Facteur de souveraineté
Pour Seydina Alioune Ndiaye, l’économie mondiale actuelle est caractérisée par une météo de deux vents très violents : la remontée des taux d’intérêt (500 points de base pour la Fed, Usa, et +400 points de base pour la Bce, Europe) et les prémisses d’une future guerre commerciale ouverte entre la Chine et les États-Unis de Donald Trump 2, sur fond de guerres larvées entre l’Occident collectif et le Sud global amenées par la Chine et la Russie. Cet état de fait limite, selon lui, les États africains, y compris le Sénégal, dans la mobilisation de fonds sur les marchés internationaux pour financer le développement.
À ses yeux, ces difficultés incluent, entre autres, un renchérissement des taux d’intérêt élevés en raison de la perception de risques plus élevés, rendant le coût du service de la dette insoutenable à long terme, comme ce que nous vivons au Sénégal. Sans oublier un accès limité aux marchés de capitaux pour les pays africains en raison de leur notation de crédit moins favorable, de la volatilité économique, d’une dépendance aux prêteurs institutionnels à travers les prêts de grandes institutions comme le Fmi et la Banque mondiale qui sont souvent accompagnés de conditions strictes, en contradiction avec l’ambition d’un Sénégal souverain, telle que déclinée dans l’agenda de transformation nationale « Vision 2050 ».
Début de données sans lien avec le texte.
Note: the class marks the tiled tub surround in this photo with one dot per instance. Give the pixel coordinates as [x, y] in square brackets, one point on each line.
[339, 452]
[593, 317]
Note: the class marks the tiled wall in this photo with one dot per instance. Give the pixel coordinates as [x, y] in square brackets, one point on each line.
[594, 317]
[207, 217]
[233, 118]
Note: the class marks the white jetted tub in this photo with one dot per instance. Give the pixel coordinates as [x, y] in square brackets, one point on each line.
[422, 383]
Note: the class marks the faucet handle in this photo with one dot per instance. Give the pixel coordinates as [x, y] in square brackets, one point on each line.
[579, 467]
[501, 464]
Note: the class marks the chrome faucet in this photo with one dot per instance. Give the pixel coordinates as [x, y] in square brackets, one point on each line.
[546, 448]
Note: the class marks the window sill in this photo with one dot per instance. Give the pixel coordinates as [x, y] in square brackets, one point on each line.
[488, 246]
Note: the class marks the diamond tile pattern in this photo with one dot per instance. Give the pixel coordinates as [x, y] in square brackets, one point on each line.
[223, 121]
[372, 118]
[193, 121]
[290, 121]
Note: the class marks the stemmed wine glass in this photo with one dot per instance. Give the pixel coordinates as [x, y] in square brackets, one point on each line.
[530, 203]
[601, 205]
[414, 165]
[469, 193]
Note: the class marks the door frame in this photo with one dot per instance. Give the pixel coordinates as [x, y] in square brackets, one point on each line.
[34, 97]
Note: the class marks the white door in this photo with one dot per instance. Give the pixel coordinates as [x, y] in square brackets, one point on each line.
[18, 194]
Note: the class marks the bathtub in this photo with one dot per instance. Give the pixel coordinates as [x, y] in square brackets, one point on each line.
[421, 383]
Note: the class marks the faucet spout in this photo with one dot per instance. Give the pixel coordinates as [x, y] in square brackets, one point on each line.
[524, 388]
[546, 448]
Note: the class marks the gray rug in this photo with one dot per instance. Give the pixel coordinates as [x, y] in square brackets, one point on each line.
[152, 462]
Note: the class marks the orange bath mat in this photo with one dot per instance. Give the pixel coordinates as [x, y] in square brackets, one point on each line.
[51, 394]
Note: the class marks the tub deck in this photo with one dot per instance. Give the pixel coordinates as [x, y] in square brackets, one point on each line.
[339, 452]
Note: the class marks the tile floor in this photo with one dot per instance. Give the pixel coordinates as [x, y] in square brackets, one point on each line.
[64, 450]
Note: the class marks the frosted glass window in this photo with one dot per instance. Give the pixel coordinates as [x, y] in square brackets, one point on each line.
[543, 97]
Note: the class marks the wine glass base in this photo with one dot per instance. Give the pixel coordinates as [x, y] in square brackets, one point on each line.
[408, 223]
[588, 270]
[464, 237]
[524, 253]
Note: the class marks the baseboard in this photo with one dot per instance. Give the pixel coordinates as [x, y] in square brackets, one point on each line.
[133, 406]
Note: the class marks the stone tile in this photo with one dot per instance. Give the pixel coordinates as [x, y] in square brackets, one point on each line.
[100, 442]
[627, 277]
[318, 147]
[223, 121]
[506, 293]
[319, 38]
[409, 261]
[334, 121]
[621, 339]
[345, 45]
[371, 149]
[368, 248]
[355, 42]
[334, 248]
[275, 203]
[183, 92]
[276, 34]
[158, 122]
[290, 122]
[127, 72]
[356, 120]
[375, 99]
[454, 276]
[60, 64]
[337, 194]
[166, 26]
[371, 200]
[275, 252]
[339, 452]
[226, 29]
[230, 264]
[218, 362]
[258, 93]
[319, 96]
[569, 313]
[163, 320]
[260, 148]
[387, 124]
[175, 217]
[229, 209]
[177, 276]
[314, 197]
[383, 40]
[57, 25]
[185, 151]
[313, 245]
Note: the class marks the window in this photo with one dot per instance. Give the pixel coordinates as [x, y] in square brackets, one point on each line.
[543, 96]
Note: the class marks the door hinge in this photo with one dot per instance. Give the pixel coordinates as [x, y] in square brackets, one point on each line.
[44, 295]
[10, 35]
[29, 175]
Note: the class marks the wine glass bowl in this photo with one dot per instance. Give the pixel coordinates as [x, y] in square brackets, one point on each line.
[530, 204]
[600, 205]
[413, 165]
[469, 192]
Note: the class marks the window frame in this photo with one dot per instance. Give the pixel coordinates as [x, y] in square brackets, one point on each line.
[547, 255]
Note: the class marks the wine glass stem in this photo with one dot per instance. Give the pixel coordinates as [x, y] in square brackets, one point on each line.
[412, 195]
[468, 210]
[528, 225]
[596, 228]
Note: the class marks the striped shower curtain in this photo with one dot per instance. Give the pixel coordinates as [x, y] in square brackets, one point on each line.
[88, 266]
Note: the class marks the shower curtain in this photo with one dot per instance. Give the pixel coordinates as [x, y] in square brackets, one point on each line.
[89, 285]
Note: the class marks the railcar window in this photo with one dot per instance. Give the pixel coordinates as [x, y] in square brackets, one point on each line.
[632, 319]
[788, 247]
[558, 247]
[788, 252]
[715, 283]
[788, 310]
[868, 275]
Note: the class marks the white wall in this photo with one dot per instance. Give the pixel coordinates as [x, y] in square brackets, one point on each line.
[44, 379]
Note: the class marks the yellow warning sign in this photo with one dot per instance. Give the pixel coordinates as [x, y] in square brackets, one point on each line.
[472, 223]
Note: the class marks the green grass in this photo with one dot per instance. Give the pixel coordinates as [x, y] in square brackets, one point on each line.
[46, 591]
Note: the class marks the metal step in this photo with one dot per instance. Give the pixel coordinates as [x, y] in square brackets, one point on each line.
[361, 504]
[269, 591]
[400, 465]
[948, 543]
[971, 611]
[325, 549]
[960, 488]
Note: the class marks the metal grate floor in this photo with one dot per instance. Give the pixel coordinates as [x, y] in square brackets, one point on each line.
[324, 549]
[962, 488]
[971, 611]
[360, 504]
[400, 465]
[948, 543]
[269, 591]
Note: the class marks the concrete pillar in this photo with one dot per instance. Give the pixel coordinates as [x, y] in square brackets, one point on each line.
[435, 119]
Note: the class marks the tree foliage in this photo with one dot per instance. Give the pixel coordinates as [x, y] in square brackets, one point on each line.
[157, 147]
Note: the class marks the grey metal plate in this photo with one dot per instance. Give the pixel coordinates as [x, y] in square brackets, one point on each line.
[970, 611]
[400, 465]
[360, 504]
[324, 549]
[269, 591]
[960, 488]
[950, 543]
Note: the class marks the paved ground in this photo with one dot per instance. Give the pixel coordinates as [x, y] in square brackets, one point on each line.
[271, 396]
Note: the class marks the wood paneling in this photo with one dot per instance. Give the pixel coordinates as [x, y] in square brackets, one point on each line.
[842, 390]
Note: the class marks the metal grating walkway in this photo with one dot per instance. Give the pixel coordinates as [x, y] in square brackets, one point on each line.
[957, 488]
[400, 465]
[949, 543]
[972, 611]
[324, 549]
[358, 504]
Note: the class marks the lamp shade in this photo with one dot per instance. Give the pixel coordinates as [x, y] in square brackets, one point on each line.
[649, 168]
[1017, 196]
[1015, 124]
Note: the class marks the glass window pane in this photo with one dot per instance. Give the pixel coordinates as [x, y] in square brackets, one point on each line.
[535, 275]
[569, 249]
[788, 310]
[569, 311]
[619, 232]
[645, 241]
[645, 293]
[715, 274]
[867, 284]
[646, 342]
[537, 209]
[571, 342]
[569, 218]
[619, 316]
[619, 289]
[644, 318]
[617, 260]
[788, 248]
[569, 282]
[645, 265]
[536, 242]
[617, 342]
Tout cela lui fait dire que la mobilisation financière via les « Diaspora bonds » est un outil indispensable pour dérouler les projets retenus dans la stratégie de développement, au regard du contexte décrit ci-dessus et du lourd héritage de l’endettement massif étranger légué par l’ancien régime. « D’ailleurs, toujours sur le benchmark israélien, la diaspora juive avait mobilisé quelque trois milliards de dollars en soutien à la guerre actuelle à Gaza. C’était sous forme d’eurobonds de l’État d’Israël », explique M. Ndiaye.
Les facteurs de réussite
Le principal facteur clé de succès d’une telle initiative, selon l’expert, c’est de réussir l’engagement de la diaspora sénégalaise. Ceci, en veillant scrupuleusement à la transparence et sur l’utilisation des fonds et l’état d’avancement des projets sélectionnés. « Pour ce faire, l’État du Sénégal peut s’appuyer justement sur les compétences internes ou celles de la diaspora en mettant en place une plateforme dématérialisée des programmes rigoureusement sélectionnés dans les meilleurs standards de gestion de projet », suggère Seydina Alioune Ndiaye. L’autre élément incitatif, d’après lui, c’est d’orienter la future banque des Sénégalais de l’extérieur vers ce créneau en veillant à bien structurer les différents types de Bonds selon la maturité –1/3 ans, 4/10 ans ou plus de 10 ans. Cette banque, propose l’économiste, devra être le principal éperon de cette initiative et doit être dotée, dès son envol, de tous les moyens humains, matériels et de règles d’éthique très strictes pour conduire à bien sa mission. Le modèle d’affaires de la banque devra être très bien crafté et surveillé. Le talent et les ressources humaines, assure-t-il, sont légion au Sénégal pour cela. L’autre importante politique, aux yeux de M. Ndiaye, est la mise en place de mécanismes incitatifs fiscaux pour les investisseurs, en relation avec leur pays de résidence. « Cela pourrait fortement susciter un sentiment de patriotisme économique de nos concitoyens à participer activement au développement du pays et à l’atteinte d’un Sénégal souverain, juste et prospère », indique-t-il.